# Analysis of Weight Categories Among Adults in the United States

## Introduction
In this project, we would explore a dataset about the weight categories of adults aged 20 and over in the United States. This dataset encompasses a range of years and presents data on normal weight, overweight, and obesity percentages among the adult population. This analysis is crucial in understanding the trends and patterns in adult weight categories, which are pivotal for public health planning and interventions.

## Dataset Overview
The dataset titled have several key features, including year, age groups, and estimates of the population percentages in different weight categories. The data provides a rich source for examining changes over time and across different demographic slices.

## Research Questions
The analysis would base on these research questions:
1. How have the percentages of adults in normal weight, overweight, and obese categories changed over the years?
3. Does the data show trends in weight categories based on other demographic characteristics?
4. What is the trend in standard errors (SE) over the years for each weight category, and what does it suggest about data reliability or population health patterns?
5. How does the distribution of weight categories vary over different time periods?
5. What are the top 3 periods with the highest average percentages for obesity?
6. What is the proportion of each weight category in the most recent year available in the dataset?

## Skills and Tools Used
We will employ various data analysis skills and tools, primarily focusing on:
- **Python Programming**: For all aspects of data handling and processing.
- **Pandas Library**: For data manipulation and analysis.
- **Matplotlib and Seaborn Libraries**: For data visualization to aid in interpreting the data and presenting our findings.
- **Exploratory Data Analysis Techniques**: To uncover underlying patterns and insights in the dataset.




# Data Loading

The dataset is loaded using Pandas. The initial few rows are displayed to understand the structure and content of the data.


In [None]:
import pandas as pd
import matplotlib.pyplot as plt

# Load the dataset
data = pd.read_csv('weightData.csv')

# Display the first few rows to understand the structure
print(data.head())


# Data Cleaning and Preprocessing

First, we check for any missing values in the dataset. Depending on the nature and amount of missing data, appropriate actions like dropping or filling missing values are taken.
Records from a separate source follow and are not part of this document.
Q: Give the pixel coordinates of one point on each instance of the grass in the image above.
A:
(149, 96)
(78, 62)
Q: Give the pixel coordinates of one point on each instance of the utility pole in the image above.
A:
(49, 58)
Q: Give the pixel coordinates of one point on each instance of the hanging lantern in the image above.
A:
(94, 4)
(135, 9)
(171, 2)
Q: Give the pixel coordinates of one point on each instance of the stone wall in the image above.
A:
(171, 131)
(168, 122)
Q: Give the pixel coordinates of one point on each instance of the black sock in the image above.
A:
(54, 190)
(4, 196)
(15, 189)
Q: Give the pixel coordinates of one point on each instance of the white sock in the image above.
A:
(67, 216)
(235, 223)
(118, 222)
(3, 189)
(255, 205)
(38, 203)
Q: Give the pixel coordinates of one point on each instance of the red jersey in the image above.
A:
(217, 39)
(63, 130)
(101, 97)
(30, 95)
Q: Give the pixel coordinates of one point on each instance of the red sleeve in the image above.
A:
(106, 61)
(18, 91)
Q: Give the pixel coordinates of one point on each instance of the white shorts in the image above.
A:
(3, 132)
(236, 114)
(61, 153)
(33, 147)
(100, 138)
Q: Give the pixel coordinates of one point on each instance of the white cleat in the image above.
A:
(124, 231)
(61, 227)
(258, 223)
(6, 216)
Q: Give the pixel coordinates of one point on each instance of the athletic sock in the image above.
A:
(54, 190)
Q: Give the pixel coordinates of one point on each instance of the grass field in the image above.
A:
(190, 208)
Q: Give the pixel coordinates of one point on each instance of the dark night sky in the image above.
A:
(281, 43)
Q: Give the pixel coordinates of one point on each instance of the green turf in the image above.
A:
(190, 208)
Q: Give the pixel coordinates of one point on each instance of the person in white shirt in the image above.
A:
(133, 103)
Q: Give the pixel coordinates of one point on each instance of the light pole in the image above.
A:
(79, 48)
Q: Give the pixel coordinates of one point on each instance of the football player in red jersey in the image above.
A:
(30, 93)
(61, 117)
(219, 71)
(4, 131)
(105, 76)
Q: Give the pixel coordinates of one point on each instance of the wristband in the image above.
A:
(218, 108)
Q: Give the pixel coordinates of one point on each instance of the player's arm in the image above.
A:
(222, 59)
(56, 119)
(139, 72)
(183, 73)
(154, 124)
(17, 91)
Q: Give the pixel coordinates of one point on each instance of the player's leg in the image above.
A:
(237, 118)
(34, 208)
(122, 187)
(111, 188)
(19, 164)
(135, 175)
Additionally, data type conversions are performed as needed for accurate analysis.


In [None]:

# Checking for missing values
print(data.isnull().sum())


## Research Question 1 How has the percentage of adults in the different weight categories changed over the years?
We will group the data by 'YEAR' and 'PANEL' (which represents weight categories) and calculate the average percentage for each category over the years



In [None]:
# Group by 'YEAR' and 'PANEL' and calculate mean
trends_over_years = data.groupby(['YEAR', 'PANEL']).mean().reset_index()

# Plotting
plt.figure(figsize=(12, 6))
for category in trends_over_years['PANEL'].unique():
    plt.plot(trends_over_years[trends_over_years['PANEL'] == category]['YEAR'], 
             trends_over_years[trends_over_years['PANEL'] == category]['ESTIMATE'],
             label=category)
plt.xlabel('Year')
plt.ylabel('Percentage')
plt.title('Trends in Weight Categories Over Years')
plt.legend()
plt.show()

We can see that the trends of people in normal weight is keep declining and the rest are rising over years.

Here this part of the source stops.